I must add that I am very grateful for my forceps birth. During my first birth, my baby and I were stuck (in fear not physically!). I felt the doctor who gave my epidural was an angel at the time! I love my children and talk to them both about their beautiful arrivals into the world. Different but both beautiful! My first son knows the doctor was an angel and that Daddy wrapped him up and took him to the window to say, “Welcome to the world special boy, I love you”. His stories are still magical, as all births are: a new life!

However when comparing the two objectively, the natural birth was the most empowering for myself, with an amazing recovery time. It seemed to create the most ideal environment for my baby to enter into this world, setting a mood for the first years of life and beyond.

What are the benefits of a natural birth – word’s of wisdom from a midwife!

Birthing is an innate experience, our bodies as women are designed to birth. For birth to take place naturally, the birthing woman has to learn to trust fully and surrender. When you surrender to a natural birth, there is an increasing trust to the process of life. Birth is a ‘right of passage’ that we do not often get to experience in our culture.

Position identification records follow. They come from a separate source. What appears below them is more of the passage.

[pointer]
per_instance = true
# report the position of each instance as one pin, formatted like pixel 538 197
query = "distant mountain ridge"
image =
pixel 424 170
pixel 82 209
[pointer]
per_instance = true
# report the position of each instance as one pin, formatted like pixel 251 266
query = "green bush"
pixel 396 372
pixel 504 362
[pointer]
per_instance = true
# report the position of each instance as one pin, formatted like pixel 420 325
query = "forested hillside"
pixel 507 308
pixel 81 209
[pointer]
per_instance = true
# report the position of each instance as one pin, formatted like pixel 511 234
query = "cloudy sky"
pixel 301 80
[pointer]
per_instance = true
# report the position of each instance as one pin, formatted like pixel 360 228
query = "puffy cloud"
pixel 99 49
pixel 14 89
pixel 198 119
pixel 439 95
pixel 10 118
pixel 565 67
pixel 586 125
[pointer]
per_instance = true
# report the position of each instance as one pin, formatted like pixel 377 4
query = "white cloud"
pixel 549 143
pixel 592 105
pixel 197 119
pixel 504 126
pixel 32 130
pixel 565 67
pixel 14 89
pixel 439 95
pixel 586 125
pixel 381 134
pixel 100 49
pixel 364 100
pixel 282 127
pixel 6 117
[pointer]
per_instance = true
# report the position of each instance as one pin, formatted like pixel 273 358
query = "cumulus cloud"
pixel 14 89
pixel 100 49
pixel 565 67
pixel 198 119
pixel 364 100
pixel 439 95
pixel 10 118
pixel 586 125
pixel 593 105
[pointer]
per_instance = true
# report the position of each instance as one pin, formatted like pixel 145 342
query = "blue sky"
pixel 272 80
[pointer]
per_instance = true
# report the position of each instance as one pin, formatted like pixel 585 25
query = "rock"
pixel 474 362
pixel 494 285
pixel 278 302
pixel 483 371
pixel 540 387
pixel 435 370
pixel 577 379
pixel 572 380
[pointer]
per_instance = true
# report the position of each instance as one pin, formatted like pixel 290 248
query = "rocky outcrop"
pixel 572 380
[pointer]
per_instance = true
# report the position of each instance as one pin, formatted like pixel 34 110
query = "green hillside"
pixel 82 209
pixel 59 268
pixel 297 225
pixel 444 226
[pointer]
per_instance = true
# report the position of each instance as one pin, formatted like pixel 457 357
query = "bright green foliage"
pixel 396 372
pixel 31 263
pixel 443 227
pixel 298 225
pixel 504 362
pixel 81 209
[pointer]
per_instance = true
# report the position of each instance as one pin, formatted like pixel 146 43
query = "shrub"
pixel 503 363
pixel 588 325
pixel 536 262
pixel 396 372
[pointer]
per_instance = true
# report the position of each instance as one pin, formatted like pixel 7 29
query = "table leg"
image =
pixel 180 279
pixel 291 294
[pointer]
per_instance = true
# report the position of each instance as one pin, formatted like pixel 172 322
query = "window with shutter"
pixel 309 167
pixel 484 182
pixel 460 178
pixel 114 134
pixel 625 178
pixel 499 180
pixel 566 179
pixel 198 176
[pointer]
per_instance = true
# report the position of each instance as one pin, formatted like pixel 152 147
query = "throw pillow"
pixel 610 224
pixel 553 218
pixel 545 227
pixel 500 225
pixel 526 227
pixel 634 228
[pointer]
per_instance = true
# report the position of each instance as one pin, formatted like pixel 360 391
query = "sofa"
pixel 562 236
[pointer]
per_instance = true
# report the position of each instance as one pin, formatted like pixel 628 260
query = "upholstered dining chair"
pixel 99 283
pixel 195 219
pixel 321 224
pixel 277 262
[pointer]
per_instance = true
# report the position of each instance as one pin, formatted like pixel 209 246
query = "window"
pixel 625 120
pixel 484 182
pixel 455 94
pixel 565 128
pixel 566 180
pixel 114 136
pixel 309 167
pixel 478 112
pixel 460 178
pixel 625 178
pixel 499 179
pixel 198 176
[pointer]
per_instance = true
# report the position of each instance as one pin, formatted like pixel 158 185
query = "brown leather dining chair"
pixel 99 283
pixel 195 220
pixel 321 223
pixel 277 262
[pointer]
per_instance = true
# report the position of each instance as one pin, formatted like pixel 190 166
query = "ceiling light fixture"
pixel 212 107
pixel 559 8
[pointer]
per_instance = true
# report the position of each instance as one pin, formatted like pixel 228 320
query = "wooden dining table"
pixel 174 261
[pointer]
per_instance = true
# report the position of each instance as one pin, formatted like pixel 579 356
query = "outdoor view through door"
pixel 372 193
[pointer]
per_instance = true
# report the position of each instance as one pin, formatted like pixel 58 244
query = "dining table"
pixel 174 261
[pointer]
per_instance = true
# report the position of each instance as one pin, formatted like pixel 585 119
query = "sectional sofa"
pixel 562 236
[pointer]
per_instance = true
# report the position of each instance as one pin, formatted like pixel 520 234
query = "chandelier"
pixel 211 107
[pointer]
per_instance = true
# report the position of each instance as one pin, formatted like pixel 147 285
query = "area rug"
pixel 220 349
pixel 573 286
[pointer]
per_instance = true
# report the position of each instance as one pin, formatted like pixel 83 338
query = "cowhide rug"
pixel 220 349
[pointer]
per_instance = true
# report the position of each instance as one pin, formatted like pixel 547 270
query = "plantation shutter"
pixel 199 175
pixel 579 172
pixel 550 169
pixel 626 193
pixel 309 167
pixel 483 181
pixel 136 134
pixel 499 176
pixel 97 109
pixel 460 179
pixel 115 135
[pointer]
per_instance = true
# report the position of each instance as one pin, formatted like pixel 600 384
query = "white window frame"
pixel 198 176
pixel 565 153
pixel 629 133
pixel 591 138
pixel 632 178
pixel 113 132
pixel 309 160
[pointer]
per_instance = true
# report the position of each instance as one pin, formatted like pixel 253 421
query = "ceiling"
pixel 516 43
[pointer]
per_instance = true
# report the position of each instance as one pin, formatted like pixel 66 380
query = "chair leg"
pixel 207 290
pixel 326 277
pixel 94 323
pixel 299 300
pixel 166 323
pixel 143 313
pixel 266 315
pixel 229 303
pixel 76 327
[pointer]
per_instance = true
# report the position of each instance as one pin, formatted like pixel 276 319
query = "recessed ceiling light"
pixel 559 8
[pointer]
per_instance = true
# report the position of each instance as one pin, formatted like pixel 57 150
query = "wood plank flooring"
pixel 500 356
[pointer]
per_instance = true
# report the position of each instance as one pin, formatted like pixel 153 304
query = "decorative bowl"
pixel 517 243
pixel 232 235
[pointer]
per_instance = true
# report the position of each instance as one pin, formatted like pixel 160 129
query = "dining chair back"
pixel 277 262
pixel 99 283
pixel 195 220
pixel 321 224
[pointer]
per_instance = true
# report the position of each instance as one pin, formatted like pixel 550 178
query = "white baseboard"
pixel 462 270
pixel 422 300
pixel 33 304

There should be minimal recovery time needed physically for a woman who experiences a natural birth. Although rest and being gentle on yourself is the way to go. A vaginal is designed to open and stretch and made to go back to shape! Babies are designed to go through this process. The mother and baby are designed to do this together; there needs to be a trust in the natural process of birth.  What can help the process of a natural birth, look to the next section, ‘Tips for Natural Childbirth’? 

The reality of birth

In print it looks easy; three stages to identify, remember to breathe and relax. In reality birth can be chaotic (just hold on and surrender), messy (with faeces and vomiting at times during the labour), wild (all inhibitions have to go), scary (what is happening to my body, am I splitting in two?) and shocking (why is my baby covered in white stuff, wrinkled and with an odd shaped head?) Birth can also be ecstatic.

The correct knowledge, understanding, support and a nurturing and positive environment can help the birthing woman to ride these choppy and scary waves to feel initiated and empowered as a women to birth naturally. Birth can then take place as a calm and liberating experience. The bottom line is that your body is designed to birth. This is the way humans have been born since the beginning of time. It is natural, so go with the flow… 

To plan a natural birth can be an ideal, but sometimes the best laid plans do not come to fruition. If intervention is deemed necessary, however your baby is born; birth is a life changing experience and an initiation into motherhood. All mothers and children are sacred!